[dpdk-dev,v2] ethdev: fix multi-process NULL dereference crashes

Message ID 1485270071-5407-1-git-send-email-remy.horton@intel.com (mailing list archive)
State Not Applicable, archived
Headers

Checks

Context Check Description
ci/checkpatch success coding style OK
ci/Intel compilation success Compilation OK

Commit Message

Remy Horton Jan. 24, 2017, 3:01 p.m. UTC
  Secondary processes were blanket zeroing ethernet device memory,
resulting in NULL dereference crashes in multi-process setups.

Fixes: 7f95f78a8aea ("ethdev: clear data when allocating device")

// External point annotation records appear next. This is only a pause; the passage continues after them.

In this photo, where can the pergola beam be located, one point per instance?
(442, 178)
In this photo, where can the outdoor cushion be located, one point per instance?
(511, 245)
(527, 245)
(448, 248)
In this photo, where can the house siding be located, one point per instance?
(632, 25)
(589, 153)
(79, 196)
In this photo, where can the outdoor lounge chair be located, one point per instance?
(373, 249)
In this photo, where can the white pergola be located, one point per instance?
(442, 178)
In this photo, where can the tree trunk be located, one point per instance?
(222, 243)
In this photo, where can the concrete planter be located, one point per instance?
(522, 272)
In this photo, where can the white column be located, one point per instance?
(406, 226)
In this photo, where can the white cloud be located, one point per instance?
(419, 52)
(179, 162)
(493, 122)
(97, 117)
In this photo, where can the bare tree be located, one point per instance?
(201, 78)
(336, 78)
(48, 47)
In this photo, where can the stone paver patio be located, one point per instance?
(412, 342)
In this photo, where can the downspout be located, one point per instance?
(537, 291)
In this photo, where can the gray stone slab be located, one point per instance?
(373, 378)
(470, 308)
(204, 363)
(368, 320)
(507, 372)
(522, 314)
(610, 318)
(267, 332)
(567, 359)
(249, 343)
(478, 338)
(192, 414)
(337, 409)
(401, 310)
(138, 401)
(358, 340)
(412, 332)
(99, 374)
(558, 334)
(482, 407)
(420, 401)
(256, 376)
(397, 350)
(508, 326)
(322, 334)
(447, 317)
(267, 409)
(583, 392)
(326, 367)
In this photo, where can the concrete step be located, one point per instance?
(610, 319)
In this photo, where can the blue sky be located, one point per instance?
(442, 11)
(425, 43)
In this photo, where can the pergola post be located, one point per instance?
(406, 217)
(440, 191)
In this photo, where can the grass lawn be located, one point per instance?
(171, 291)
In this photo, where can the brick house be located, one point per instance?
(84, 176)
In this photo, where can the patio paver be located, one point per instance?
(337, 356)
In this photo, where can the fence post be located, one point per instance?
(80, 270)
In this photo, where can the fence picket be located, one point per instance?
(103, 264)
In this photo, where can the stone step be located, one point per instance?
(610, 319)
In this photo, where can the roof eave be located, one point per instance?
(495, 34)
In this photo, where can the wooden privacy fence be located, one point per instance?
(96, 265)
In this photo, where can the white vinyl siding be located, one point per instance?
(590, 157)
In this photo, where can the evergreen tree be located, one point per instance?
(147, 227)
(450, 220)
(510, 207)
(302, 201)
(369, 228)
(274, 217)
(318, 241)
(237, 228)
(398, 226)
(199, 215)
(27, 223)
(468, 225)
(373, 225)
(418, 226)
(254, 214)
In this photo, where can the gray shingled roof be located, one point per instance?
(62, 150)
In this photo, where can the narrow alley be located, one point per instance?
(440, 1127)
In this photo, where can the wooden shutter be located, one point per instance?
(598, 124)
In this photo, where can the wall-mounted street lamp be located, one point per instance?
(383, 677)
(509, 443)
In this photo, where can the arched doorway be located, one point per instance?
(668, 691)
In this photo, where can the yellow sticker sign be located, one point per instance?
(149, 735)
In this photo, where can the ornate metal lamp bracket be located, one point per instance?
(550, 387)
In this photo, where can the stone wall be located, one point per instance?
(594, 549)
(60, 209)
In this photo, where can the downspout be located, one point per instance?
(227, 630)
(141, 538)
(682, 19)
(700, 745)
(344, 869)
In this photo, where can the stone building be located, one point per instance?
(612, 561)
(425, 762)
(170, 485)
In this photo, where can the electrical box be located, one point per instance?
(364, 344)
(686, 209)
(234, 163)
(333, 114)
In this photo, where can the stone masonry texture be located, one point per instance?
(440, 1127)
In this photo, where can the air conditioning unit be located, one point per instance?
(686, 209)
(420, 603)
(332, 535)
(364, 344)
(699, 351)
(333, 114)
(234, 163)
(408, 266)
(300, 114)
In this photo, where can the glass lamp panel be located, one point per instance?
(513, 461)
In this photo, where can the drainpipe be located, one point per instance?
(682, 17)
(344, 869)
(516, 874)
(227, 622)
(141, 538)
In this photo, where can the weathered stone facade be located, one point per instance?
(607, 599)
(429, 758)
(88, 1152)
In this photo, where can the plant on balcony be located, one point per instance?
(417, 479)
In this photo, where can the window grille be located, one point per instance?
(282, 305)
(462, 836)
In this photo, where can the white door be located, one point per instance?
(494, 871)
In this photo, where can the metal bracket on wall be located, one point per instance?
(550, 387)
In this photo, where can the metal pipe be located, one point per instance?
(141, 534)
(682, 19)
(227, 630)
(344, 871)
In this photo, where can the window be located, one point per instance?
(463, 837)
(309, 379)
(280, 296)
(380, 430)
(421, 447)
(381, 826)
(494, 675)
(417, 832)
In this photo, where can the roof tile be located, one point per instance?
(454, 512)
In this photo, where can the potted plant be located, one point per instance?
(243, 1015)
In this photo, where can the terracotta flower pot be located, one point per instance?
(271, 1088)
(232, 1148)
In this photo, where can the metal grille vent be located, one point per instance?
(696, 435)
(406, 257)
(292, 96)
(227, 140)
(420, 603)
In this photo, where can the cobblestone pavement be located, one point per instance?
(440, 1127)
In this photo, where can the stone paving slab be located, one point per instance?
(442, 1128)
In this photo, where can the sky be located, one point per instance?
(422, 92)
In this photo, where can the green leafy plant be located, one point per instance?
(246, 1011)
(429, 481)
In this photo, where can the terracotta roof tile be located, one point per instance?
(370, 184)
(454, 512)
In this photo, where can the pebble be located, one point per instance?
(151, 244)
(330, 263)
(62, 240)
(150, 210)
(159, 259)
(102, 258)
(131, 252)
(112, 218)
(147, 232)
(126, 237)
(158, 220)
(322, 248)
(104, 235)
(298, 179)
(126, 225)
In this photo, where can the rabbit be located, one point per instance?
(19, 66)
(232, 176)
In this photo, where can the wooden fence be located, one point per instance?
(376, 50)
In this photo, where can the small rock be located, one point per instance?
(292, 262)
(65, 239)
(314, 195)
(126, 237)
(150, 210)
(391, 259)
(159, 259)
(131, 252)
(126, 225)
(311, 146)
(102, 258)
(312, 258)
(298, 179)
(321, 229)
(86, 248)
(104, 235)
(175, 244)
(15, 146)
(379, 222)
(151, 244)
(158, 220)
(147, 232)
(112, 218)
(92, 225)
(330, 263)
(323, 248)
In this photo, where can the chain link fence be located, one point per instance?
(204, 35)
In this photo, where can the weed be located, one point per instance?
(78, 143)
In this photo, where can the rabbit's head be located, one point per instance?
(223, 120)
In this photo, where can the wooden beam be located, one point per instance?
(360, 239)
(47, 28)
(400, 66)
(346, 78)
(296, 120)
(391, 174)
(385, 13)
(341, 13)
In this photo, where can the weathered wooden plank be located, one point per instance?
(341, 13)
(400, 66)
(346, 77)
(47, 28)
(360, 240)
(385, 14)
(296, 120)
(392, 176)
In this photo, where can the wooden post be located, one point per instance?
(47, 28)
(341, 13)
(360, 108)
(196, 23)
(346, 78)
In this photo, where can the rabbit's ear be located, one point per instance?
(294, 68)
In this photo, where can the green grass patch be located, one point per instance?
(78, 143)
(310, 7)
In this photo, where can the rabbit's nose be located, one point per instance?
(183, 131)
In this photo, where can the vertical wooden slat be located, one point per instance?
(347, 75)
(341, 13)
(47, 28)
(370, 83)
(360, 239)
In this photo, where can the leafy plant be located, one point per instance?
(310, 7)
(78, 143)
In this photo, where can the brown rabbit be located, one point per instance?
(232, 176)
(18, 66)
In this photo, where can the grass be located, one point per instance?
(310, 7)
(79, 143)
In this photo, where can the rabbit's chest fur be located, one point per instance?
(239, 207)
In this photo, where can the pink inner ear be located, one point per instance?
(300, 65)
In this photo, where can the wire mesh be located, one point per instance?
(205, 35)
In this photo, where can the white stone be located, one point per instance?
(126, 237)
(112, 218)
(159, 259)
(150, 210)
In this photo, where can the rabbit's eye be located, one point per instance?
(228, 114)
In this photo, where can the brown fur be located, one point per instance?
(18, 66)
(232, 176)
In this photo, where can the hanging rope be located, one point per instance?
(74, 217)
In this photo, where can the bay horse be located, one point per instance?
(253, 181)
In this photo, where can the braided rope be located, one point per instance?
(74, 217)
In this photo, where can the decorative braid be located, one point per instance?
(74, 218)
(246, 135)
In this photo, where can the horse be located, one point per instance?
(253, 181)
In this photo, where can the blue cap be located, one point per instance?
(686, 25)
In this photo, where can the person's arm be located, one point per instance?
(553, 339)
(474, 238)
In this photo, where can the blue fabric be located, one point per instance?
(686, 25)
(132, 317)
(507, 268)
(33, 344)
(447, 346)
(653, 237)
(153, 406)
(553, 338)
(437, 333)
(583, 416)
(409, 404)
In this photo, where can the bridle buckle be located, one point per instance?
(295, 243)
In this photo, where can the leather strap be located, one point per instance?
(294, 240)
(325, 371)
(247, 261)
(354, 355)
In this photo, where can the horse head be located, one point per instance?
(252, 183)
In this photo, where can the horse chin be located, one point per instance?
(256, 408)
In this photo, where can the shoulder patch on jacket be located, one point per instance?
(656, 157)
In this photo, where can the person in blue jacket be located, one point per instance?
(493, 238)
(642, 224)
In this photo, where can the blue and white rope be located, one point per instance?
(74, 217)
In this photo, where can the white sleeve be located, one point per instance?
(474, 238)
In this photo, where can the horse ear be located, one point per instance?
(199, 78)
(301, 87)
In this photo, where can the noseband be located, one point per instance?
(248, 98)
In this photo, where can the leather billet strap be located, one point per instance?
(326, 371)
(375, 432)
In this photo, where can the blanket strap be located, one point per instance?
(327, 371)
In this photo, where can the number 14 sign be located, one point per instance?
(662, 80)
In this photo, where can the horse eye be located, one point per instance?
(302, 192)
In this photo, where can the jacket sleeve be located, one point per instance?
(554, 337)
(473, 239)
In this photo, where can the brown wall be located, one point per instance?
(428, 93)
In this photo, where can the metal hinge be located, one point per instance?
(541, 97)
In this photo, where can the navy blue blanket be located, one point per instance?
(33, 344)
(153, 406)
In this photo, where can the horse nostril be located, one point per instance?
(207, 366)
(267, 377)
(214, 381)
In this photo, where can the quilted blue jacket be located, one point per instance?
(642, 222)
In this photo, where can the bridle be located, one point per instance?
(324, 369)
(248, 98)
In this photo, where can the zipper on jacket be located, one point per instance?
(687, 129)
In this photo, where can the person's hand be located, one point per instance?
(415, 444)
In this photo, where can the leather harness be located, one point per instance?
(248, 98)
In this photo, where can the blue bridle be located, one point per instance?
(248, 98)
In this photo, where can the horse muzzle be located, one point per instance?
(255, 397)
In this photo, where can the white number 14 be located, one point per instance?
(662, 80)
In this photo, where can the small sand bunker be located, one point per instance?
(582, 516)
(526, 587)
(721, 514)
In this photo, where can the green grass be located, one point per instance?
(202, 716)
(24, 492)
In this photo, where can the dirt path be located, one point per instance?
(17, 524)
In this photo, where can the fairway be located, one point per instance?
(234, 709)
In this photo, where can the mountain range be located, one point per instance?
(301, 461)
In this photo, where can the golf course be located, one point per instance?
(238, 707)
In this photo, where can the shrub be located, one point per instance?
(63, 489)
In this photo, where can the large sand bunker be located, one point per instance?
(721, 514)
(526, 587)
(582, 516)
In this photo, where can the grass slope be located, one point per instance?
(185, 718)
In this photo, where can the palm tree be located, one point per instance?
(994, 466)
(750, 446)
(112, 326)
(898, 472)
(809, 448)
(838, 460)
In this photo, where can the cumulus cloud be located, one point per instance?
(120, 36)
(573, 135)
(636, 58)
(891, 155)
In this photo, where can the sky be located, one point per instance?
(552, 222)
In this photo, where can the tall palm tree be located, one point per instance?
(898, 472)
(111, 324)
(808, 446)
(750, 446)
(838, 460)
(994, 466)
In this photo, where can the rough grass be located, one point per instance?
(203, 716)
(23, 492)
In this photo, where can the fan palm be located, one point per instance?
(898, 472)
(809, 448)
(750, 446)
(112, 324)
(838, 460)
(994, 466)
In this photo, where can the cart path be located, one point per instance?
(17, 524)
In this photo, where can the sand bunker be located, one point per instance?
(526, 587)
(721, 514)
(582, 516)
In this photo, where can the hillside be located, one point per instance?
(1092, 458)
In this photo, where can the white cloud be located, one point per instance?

Signed-off-by: Remy Horton <remy.horton@intel.com>
---
 doc/guides/rel_notes/release_17_02.rst | 5 +++++
 lib/librte_ether/rte_ethdev.c          | 4 +++-
 2 files changed, 8 insertions(+), 1 deletion(-)
  

Comments

Thomas Monjalon Jan. 25, 2017, 11:56 a.m. UTC | #1
2017-01-24 15:01, Remy Horton:
> Secondary processes were blanket zeroing ethernet device memory,
> resulting in NULL dereference crashes in multi-process setups.
> 
> Fixes: 7f95f78a8aea ("ethdev: clear data when allocating device")
> 
> Signed-off-by: Remy Horton <remy.horton@intel.com>
> ---
>  doc/guides/rel_notes/release_17_02.rst | 5 +++++
>  lib/librte_ether/rte_ethdev.c          | 4 +++-
>  2 files changed, 8 insertions(+), 1 deletion(-)
> 
> diff --git a/doc/guides/rel_notes/release_17_02.rst b/doc/guides/rel_notes/release_17_02.rst
> index 0ecd720..1472f84 100644
> --- a/doc/guides/rel_notes/release_17_02.rst
> +++ b/doc/guides/rel_notes/release_17_02.rst
> @@ -222,6 +222,11 @@ Drivers
>    Fixed few regressions introduced in recent releases that break the virtio
>    multiple process support.
>  
> +* **ethdev: Fixed crash with multi-processing.**
> +
> +  Secondary processes were blanket zeroing ethernet device memory,
> +  resulting in NULL dereference crashes in multi-process setups.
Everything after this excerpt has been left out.